Poi i calciatori hanno cominciato a tutelarsi da sé. Nemmeno troppo in verità, giusto il minimo sindacale: la Figc autorizza i club a iscriversi anche senza regolarizzare gli stipendi di marzo e aprile, e l’assocalciatori accoglie la notizia con “stupore e imbarazzo”. Ecco che cambia lo scenario: d’un tratto il calcio si scopre ente morale. Un’associazione di volontariato al servizio dell’intrattenimento popolare. Anzi, di più: ora sono gli “altri” lavoratori che vanno tutelati, mica i ricchi calciatori. Gravina dice che “sarebbe paradossale pensare a uno sciopero dei calciatori oggi che il Paese cerca di ripartire”.
Le parole chiave del ricatto morale sono cangianti, cambia la grammatica dello scontro: ora il calcio non è più un industria, che ha assorbito l’ovvietà delle dinamiche sindacali svariati decenni orsono. Ora deve andare avanti “per il bene del Paese”, si badi bene con la P maiuscola. Il calcio d’un tratto “ha una responsabilità verso il Paese” e pure verso il governo: non si possono chiedere interventi pubblici e poi minacciare di non voler giocare. La traduzione è banale: portiamo avanti una rissa da mesi, e ora che li abbiamo incastrati, che siamo riusciti persino a cancellare la quarantena dal vocabolario dei protocolli, fate la guerra per un paio di mesi di stipendi? Il passaggio seguente è l’arma bianca del populismo d’accatto: “mentre la gente normale muore di fame!”.
Testuale, Gravina:
“I lavoratori di altri settori sono nelle stesse condizioni, perché i calciatori dovrebbero avere aiuti ulteriori?”.

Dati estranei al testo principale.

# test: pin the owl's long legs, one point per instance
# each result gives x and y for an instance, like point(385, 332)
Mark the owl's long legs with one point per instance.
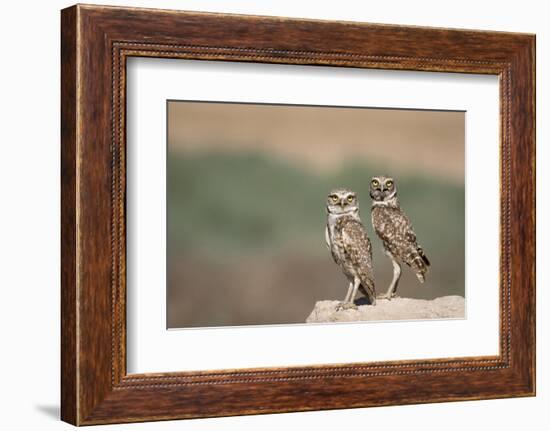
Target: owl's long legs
point(348, 300)
point(356, 284)
point(350, 288)
point(396, 276)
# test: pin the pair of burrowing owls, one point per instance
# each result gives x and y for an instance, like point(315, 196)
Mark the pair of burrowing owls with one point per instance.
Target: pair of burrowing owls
point(350, 246)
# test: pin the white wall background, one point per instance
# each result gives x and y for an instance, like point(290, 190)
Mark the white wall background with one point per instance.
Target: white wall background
point(29, 214)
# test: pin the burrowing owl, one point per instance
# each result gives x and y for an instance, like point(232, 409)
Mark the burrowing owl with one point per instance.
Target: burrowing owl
point(395, 230)
point(349, 244)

Eppure i calciatori italiani finora non hanno brillato mica per la particolare violenza della lotta, anzi: rimbalzano da settimane su posizioni balbettanti. In Spagna il sindacato quando scrive – contro i maxiritiri – lo fa azzannando e poi tiene il punto. In Inghilterra i giocatori hanno paura: alcuni non si allenano, si rifiutano, e in ogni caso rappresentano uno dei punti di rottura del dibattito sul riavvio della Premier. Qui da noi Tommasi si barcamena, minaccia tuttalpiù. L’assocalciatori ha una gestione familistica, congiuntistica.
Eppure: “Stiano zitti”. Perché si deve tornare a giocare per la gente a casa, “che non arriva alla fine del mese”, per “i tifosi”, e – ovviamente – “per l’indotto”. L’indotto è come il prezzemolo, sta bene su tutto, vale sempre. Fa niente che i tifosi si dicono da settimane contrari alla ripresa: hanno persino formato un cartello internazionale per dare un peso al messaggio. Macché: l’industria calcio è partita per la tangente, si rinnega a scopi nazional-popolari. Tanto, si sa, il popolo è basculante, un appiglio, una giustificazione si trovano sempre.

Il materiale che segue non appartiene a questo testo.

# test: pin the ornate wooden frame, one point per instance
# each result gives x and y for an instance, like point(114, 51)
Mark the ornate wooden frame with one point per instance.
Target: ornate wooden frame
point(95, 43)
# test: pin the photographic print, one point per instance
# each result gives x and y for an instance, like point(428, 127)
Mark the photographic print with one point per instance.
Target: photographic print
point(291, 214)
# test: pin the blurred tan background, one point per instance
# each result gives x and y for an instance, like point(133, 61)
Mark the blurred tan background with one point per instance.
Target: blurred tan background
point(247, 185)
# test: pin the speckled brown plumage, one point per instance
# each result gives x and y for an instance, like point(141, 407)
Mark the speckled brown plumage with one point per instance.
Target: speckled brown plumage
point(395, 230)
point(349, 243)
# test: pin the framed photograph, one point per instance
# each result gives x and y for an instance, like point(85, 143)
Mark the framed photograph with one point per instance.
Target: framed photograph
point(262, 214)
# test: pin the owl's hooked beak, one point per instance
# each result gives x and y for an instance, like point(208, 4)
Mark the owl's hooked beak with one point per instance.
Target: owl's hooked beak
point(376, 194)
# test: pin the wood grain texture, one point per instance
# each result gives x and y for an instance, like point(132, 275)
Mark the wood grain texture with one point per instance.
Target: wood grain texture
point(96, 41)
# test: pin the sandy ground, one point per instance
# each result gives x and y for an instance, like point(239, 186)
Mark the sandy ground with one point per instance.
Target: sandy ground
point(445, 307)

Notato che i diritti tv sono spariti dal dibattito? Come se tutto non vi girasse attorno, come se davvero i motivi di questa lunga volata verso un finale di stagione-papocchio non fossero i debiti presenti e futuri della “grande industria calcio”, e la disperazione annessa. No, si fa per il popolo, per i calciatori ma anche no, contro il governo o con il governo. “Indotto”, insomma. E amen.